Advertisement

Polish Steel Mill Raided, Strike’s Leaders Arrested

Share
Associated Press

Plainclothes police surprised sleeping workers with percussion grenades today in a pre-dawn raid at the Nowa Huta steel mill and arrested the leaders of a 10-day-old strike, official and church sources said.

An opposition leader said police beat and injured 41 people at the huge plant in Krakow. The government said some work resumed there after the crackdown.

At the Gdansk shipyard, site of another major work stoppage, Communist authorities ordered a lockout, and police in full riot gear ringed the yard.

Advertisement

At the Nowa Huta plant, police entered strike headquarters, detonated percussion grenades and arrested most strike committee members, said Krzystof Kozlowski, a senior Roman Catholic journalist in Krakow. Percussion grenades are designed to create a loud noise and no injury.

Riot Police Enter Plant

Later, riot police entered and ordered all strikers to leave. Half the plant’s 32,000 work force were on strike.

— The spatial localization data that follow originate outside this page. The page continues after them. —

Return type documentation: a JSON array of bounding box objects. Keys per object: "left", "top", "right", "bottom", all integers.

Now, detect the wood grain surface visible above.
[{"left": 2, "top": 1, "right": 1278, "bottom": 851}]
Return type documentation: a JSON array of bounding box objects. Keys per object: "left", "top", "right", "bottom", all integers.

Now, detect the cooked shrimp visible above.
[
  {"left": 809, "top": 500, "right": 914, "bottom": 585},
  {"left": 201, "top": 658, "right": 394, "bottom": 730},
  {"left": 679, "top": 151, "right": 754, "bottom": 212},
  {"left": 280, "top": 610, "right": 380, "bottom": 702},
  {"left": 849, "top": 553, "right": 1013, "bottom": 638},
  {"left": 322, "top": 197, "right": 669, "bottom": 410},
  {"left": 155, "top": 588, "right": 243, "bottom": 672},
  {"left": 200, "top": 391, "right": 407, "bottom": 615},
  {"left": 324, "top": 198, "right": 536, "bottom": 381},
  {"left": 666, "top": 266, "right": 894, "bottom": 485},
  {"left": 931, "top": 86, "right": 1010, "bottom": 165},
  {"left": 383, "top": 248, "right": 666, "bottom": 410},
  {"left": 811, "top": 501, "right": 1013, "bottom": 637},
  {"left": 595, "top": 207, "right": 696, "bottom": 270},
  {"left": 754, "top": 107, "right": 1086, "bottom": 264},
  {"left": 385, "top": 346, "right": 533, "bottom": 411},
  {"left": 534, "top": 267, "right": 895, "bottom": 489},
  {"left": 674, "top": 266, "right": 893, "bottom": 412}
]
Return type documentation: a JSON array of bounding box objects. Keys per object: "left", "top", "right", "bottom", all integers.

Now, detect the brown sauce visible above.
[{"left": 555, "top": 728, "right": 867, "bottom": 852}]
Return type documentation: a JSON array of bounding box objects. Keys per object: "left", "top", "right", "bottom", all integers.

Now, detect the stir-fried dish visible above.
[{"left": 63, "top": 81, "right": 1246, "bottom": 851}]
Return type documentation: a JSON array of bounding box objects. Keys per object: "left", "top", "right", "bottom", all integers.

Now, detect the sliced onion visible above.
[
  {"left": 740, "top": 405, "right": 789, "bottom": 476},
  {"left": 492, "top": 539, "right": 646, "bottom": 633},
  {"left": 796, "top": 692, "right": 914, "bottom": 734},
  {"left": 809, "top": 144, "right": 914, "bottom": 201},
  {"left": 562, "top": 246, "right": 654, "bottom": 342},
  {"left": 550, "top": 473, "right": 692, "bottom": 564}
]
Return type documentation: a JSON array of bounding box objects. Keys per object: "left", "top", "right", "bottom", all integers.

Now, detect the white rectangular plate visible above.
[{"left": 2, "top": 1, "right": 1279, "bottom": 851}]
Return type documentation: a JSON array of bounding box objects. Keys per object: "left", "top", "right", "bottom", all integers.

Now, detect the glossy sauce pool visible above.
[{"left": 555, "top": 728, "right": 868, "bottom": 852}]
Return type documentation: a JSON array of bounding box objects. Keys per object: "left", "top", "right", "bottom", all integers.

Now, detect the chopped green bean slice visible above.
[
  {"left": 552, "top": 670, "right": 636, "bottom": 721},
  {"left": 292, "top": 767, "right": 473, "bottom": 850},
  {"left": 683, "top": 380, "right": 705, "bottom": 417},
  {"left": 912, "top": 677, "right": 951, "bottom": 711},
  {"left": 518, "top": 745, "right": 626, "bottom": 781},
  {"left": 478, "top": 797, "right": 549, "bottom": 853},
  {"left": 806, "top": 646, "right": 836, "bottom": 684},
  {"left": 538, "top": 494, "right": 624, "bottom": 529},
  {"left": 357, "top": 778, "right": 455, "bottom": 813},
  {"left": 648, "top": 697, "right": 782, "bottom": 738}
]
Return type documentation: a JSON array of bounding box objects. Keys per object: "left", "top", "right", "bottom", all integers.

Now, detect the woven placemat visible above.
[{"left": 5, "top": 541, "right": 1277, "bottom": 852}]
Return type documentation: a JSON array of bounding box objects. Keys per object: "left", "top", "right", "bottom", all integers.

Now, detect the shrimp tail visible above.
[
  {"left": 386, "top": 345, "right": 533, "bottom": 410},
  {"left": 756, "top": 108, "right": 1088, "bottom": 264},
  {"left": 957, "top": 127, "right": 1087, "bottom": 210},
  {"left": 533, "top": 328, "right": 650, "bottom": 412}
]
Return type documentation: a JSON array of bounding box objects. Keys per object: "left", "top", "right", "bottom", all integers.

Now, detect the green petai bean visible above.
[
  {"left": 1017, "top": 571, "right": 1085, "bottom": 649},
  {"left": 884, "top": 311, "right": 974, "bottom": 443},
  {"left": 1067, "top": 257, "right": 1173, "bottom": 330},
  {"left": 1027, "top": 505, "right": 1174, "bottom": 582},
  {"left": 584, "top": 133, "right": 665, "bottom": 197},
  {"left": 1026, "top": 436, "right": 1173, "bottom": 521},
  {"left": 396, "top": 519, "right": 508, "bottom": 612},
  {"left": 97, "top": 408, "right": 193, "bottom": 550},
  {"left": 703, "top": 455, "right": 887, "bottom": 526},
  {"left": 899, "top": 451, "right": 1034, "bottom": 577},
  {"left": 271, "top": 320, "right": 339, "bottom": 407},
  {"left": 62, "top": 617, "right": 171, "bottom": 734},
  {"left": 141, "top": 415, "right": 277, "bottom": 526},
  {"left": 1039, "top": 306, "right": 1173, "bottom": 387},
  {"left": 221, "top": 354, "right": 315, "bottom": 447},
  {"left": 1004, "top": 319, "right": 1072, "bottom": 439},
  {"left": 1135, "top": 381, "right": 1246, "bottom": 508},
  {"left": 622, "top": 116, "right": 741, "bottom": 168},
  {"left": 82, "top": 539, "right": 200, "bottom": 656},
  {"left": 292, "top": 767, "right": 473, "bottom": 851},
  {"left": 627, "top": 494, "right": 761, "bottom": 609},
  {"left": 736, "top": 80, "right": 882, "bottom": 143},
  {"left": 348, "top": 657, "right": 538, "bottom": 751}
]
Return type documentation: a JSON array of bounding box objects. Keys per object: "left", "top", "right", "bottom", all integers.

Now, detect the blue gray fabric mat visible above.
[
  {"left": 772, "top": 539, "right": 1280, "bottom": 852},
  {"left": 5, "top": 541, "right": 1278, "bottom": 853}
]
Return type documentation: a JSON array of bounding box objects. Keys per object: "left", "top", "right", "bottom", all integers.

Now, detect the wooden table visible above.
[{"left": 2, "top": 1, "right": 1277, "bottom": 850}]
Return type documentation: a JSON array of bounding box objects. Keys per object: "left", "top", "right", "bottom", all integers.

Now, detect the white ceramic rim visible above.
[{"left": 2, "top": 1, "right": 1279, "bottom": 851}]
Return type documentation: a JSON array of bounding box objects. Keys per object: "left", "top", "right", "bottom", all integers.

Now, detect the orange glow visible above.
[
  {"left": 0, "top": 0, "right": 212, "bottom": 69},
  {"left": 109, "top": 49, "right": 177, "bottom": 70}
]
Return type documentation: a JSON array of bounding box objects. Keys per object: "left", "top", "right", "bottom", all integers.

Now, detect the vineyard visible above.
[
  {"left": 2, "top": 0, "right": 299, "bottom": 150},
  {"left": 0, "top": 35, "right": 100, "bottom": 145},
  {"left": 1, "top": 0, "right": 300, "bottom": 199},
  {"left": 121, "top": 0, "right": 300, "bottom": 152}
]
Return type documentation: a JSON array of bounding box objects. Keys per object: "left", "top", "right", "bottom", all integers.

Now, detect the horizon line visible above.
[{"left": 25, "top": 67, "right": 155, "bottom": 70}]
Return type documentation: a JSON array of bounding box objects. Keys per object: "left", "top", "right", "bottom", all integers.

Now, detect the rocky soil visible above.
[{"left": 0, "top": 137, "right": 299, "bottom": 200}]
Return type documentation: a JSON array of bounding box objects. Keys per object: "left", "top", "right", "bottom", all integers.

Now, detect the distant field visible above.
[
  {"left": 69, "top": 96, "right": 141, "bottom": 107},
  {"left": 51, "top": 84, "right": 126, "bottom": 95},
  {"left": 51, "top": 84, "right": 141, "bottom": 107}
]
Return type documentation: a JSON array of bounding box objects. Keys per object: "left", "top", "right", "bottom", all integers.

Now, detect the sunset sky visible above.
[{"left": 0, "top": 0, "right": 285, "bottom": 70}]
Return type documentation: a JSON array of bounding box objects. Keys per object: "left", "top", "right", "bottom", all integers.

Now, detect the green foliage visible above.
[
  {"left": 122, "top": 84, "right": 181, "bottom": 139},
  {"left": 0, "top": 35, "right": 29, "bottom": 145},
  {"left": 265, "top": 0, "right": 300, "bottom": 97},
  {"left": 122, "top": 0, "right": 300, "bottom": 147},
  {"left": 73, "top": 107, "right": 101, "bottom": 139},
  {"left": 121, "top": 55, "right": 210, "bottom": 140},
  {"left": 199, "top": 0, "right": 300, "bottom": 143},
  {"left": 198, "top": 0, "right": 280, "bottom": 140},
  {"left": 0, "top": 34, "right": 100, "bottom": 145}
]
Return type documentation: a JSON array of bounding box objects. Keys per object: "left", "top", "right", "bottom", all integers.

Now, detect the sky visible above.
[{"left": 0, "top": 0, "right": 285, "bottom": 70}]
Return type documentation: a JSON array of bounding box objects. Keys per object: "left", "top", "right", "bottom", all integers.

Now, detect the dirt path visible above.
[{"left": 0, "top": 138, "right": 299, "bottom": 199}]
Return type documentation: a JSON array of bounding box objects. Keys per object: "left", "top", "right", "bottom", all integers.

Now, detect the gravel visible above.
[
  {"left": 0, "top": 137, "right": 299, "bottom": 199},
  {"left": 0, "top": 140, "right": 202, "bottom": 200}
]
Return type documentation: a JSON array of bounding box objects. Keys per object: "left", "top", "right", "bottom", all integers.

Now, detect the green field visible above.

“Nobody suffered any harm or injury,” government spokesman Jerzy Urban said in a telephone interview. State-run radio said at least 38 people were arrested.

But Zygmunt Lenyk of the conservative opposition group Confederation of Independent Poland said some strikers not detained were severely beaten. He said 32 people suffered cuts, eight were left unconscious and one had two legs broken.

The official PAP news agency said some plant departments resumed work while others remained idle so that maintenance work could be done on equipment stopped “without preparation” during the strike.

In Gdansk, Solidarity leader Lech Walesa said in a taped interview smuggled out of the Lenin Shipyard, “The moment of the solution similar to that at Nowa Huta is approaching.” In a tense-sounding voice, he vowed to be “the last to leave.”

Advertisement

Riot police turned away a crowd that gathered outside the yard, birthplace of Solidarity.